There were the outdoor German beer gardens, one of which came complete with a pingpong table, and the upscale restaurants, filled to the bursting with enthused diners, clustered around Capitol Avenue and 18th Street. There was the Capital Stage theater, the Saturday morning farmers market running along 20th Street, the barbecue joints, the cocktail bars.

In short, there was no shortage of places that I could spend my money in. That’s the pleasurable downside of urban living: It is full of temptations and ways of lightening the wallet.

For my wife, and for the kids, too, there were new places to experience. My teenage daughter rapidly discovered the wonders of thrift-store shopping. My 10-year-old son ramped up his LP collecting. Both decided that they needed to walk to the Trade cafe on a regular basis to buy their beignets or, on warm spring evenings, stroll down to Devine’s to pick up some gelato. To my amazement and delight, they also both announced that they liked Indian food. (They had walked around the corner one night to Bombay Bar & Grill.) My wife started frequenting estate sales, coming back with antique furniture, delicate ornaments that meshed with the decor of the house, even old flower pots, the floral contents of which could help make the front yard a riot of color. She began cycling to the natural foods co-op.


THERE’S A QUIRKINESS to the streets of midtown, a sense of personal fantasy in play: Some houses have turrets, others magnificent stained-glass windows. Some look like pastel-colored Victorian wedding cakes, whimsical like the holiday homes on Martha’s Vineyard a continent away.
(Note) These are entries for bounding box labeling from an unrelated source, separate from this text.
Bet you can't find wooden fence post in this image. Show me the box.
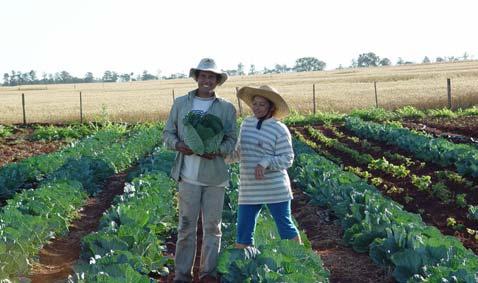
[80,91,83,124]
[373,82,378,108]
[236,86,242,117]
[312,84,317,115]
[22,93,27,125]
[446,78,451,109]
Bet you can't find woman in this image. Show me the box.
[234,85,301,248]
Others are magnificent, colonnaded and very self-serious mansions. The people who commissioned these houses a century-plus ago, California grandees from a new town on the up and up, clearly wanted to make an impression.

Generations on from their construction, a good number of the houses are still lived in, some by single families, while others have been broken into multiunit flats rented out by the room. Many of the houses now host businesses: law offices and medical practices, hair salons, clothing and book stores. In front of all of these, the gardens—and in the clutter of houses in midtown, it is invariably the front gardens that are large enough to show off one’s green thumbs—are a glorious mixture of Californian/Mediterranean flora and English country garden. There are azaleas and cacti, and also an abundance of ivy and roses.
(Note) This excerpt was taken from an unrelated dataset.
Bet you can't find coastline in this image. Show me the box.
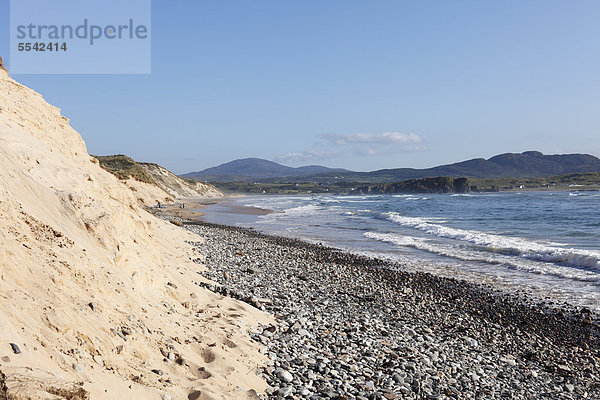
[173,221,600,399]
These days, the front windows of many of the houses host political signs: posters from the women’s marches back in January; statements about love triumphing over hate; messages affirming the rights of gays, of Muslims, of Mexicans; colorful slogans, some crayoned onto cardboard, in defense of the environment. On demonstration days (and there have been many of them at the Capitol in the past few months), our neighbors come out from their houses with their banners and gamely troop down to the Capitol’s grounds to add their presence to the crowds.

old soul co

Midtown in 2017 feels vibrant: a place of cultural renaissance and political resistance. It feels, somehow, different. Just a little bit Berkeley-esque. Maybe it’s just that I’m now experiencing, as a resident, something that has long been there. Something I should have gotten to know years ago. Maybe, too, it’s changing—becoming more hip, more radical, more urban-cool than it was even a few years back. There’s something in the air here: houses being renovated, new apartment blocks and mixed-use developments going up at a brisk trot, radical sentiments being plastered to windowpanes and scrawled onto walls.

It’s a fun place to live and a great neighborhood to wander around. When I left Brooklyn 13 years ago, part of me wept for the streets I’d left behind, places that stayed alive throughout the 24 hours of the day, places where one could wander aimlessly and, without trying, encounter stories for the telling. I wept for the chaos of random urban encounters. Now, in midtown Sacramento, I think I might just have found them again.